Not all of that 2048 needs pads though. The vast majority would likely exist within the die like most FPGAs as that is where most nodes on the mesh should reside. Selective grouping reducing the number further. The portion through the interposer reserved for multi-chip solutions, including the Zen APU. The interconnect I'm envisioning would be a full mesh, say 17 nodes all linked together through variably sized channels. All global channels totaling 2048(probably another channel or two for IO and communication). Local channels likely increasing that number within a fixed organization. For a point to point route all but one link within a channel would be disabled. All links enabled if broadcasting or requiring a shared bus for whatever reason. Four nodes for example might share a channel for some purpose. The paper alluded to this as "indirect links on the interposer".
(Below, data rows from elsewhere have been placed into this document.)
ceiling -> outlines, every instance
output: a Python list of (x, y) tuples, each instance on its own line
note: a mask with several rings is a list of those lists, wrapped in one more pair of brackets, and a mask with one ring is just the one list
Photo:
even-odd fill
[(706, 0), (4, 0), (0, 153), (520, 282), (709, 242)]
Export is given to what wavefront is able to negotiate an export buffer over the export bus at the end of a thread group's life span. ROV has a more global view, hence why Pixelsync stalls a group until earlier ones are able to finish their export. Without it, it's a race like any other concurrent access situation. At least with opaque geometry the constraint is what is closest, rather than the order of what was overdrawn/culled.
Two stage arbitration. LDS for local export and arbitration within a CU cluster, GDS (one per memory channel) arbitrating over global memory and IO resources from each cluster. PixelSync would only have to stall if the buffer was filled and blending/compression required. It would simply append the result, possibly opaque results, until read back and optimized. The ID buffer may stem from that as well if using it to bin geometry.
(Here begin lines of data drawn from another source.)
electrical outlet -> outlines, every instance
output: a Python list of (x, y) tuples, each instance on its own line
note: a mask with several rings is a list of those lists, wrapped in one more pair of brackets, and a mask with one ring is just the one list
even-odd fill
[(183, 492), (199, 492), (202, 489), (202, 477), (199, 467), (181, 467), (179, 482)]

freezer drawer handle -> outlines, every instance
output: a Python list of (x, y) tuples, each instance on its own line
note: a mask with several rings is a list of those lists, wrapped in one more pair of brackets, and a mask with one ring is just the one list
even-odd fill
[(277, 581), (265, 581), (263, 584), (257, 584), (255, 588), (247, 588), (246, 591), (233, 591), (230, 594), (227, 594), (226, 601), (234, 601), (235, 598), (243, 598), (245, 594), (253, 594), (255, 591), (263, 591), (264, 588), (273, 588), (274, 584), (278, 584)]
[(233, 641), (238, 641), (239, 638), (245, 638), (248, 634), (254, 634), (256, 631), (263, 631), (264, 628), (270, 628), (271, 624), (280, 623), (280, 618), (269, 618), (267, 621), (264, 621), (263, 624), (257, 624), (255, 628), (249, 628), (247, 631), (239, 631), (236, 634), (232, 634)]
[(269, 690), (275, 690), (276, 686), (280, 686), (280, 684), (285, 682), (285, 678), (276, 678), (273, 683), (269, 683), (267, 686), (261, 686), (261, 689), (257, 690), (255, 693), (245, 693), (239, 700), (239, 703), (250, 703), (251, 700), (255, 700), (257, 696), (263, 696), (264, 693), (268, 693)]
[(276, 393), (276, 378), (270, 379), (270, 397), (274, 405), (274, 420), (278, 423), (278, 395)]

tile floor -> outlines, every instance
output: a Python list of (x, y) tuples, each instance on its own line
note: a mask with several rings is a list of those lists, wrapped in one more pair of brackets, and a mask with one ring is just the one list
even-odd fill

LDS should also be closely tied to a GDS unit and hopefully prioritize traffic to memory in order to spill cache. Allow the LDS unit to reasonably efficiently coalesce results that won't fit into L2 prior to writing out results through GDS that may have to arbitrate through a large number of channels and stalls.
I'm assuming you mean with the proposed new scheme?
The current scheme is that no such reordering is done and the results can be unstable and inconsistent.
With the ID buffer added to PS4 and "future AMD architectures" some reordering seems likely. Tiling or binning of geometry makes a lot of sense as demonstrated with Nvidia's solution. With the ROV capabilities described above and a theorized scalar that could efficiently sort the results it makes even more sense. Scaling should be easier if order is less of a concern.